Tuesday, April 8, 2008

PART III: The Most Shit Talkinist PreSchool Ever

The following entry is the final episode in a miniseries of III entitled "A Series of Unfortunate Employments" wherein the author (myself) will discuss her three previous places of employment and how and why each one was so woefully unbearable.


Montessori Preschool
* (Two years of raising your kid)
1. I don't care who you or your husband are, the moment you drop your kid off at this school THEY ARE SHIT TALKING YOU. About Everything: How you forgot your kid's jacket, how you don't spend enough time with your kid, how your kid is a total asshole (because you are one too), that you look like you're getting "pregnant" when they know full well you are not, that you are flirting with the dads, that you smuggle food out of school functions, that you are "not doing your child any favors" by dressing that way, that when your child goes to kindergarten you and he/she will have a serious and rude awakening

2. Woman that owned and ran school was ancient and because the children in our class were scared of her yet totally enamored with dinosaurs, the teacher that I taught with nicknamed her Montesaurus. Now that is funny.

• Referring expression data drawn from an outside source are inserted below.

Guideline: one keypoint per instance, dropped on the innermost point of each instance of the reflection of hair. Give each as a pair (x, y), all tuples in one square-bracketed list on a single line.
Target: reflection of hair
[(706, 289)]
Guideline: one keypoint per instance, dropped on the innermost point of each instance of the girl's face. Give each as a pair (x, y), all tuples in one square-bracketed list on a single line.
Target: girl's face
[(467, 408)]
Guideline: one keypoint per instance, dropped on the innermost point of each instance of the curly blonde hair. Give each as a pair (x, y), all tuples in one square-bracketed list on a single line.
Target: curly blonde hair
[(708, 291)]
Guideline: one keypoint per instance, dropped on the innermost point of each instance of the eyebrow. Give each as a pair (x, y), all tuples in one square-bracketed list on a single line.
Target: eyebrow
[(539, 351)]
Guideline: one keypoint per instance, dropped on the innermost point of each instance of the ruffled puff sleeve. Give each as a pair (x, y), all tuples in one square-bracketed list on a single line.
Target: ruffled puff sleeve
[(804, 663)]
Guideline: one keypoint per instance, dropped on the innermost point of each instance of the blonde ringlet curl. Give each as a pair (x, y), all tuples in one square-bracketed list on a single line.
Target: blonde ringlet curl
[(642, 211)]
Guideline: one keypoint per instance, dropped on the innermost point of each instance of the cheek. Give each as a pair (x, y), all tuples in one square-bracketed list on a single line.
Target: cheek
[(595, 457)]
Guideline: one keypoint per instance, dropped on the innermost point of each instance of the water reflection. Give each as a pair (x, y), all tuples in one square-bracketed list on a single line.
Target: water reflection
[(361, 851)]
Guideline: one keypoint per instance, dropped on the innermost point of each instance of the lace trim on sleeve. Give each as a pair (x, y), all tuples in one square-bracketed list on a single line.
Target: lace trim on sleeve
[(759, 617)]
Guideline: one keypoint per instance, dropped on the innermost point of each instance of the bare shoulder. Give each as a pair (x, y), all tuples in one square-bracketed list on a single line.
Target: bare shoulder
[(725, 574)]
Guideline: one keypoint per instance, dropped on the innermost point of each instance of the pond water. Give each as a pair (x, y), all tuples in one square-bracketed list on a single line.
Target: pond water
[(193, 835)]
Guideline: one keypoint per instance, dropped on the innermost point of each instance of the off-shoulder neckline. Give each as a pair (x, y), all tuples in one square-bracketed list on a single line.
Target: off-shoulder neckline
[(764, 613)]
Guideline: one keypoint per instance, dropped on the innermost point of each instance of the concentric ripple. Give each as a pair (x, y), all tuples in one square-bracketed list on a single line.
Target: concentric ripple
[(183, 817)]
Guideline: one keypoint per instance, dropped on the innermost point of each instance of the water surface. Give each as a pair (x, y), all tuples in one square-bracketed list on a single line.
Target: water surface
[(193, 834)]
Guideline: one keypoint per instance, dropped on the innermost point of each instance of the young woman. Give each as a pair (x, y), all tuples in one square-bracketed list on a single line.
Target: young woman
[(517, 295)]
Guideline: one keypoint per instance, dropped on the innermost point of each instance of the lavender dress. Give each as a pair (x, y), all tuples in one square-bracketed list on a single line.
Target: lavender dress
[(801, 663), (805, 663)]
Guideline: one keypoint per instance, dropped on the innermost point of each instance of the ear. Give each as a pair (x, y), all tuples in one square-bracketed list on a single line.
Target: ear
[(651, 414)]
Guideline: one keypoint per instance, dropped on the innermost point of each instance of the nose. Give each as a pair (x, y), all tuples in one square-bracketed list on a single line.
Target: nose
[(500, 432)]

3. Hideous and angry woman with attitude up the ass named KIM** thinks she's better than you but in fact could never master preschool herself (perhaps the reason for her anger/resentment in the preschool environment).

4. We were not allowed to give the children black paint or markers for art projects. They also had to leave their trench coats, black lace up boots and KISS make-up at home because with kids these days....you just never know.

*Not the school's real name
**Definitely her real name. Total bitch.